Prólogo.

24 1 0
                                    

Num galpão desativado, em algum lugar afastado do centro do Rio de Janeiro, Pedro acerta suas contas com Marcos.

- Enfim, sós...

Diz sádico.

Alcança o maço de cigarros em cima de uma mesa de madeira empoeirada e acende um, enquanto encara o oponente um pouco distante amarrado de qualquer jeito numa cadeira também suja que antes compunha a mesa. Desfaz as abotoaduras da elegante camisa social, trocando o cigarro de mãos vez ou outra, e arregaça as mangas evidenciando as tatuagens que preenchem a pele bronzeada do pulso até o ombro do braço esquerdo. Novamente a nicotina vai à boca. Caminha até Marcos e se acomoda na cadeira vazia, estrategicamente posicionada a frente da já ocupada pelo rapaz sangrento que se contorce tentando desfazer as amarraduras.

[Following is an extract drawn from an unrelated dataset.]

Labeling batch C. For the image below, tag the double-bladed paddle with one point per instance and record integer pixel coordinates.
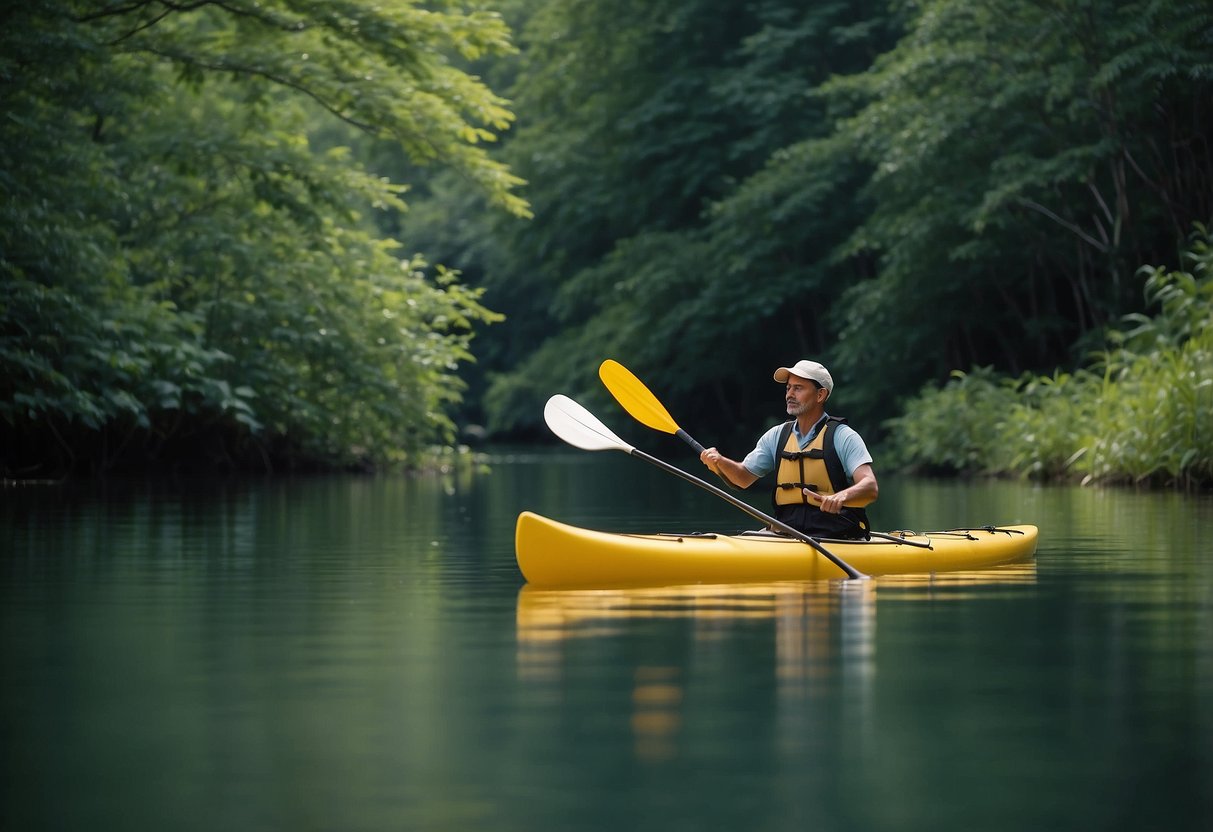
(642, 405)
(576, 426)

- Aonde é que nós estávamos?

Sorri de canto de boca e cruza as pernas.

- Eu já disse que não fiz nada! – Marcos diz aos gritos, irritado, tentando inutilmente se defender. – Porra cara, isso não trará o Henrique de volta. O Diego sabe que eu não fiz nada.

O de cabelo ondulado e castanho, levemente caído nos olhos cor de mel, mantém o sorriso sacana estampado no rosto.

- Ah, sinceramente...

Desdenha. Solta a guimba do Marlboro vermelho (adora essa marca de cigarros), levanta, e anda calmo até um balcão acoplado a parede. O galpão já foi um bar, fica no andar de baixo de um bar em funcionamento por isso ainda há alguns móveis. Procura pelo recipiente de soda cáustica que tem certeza estar ali, ele mesmo o havia colocado. Acha. Mistura um pouco de água no produto, diluindo-o, e se aproxima novamente do antigo parceiro, o obrigando a ingerir o líquido.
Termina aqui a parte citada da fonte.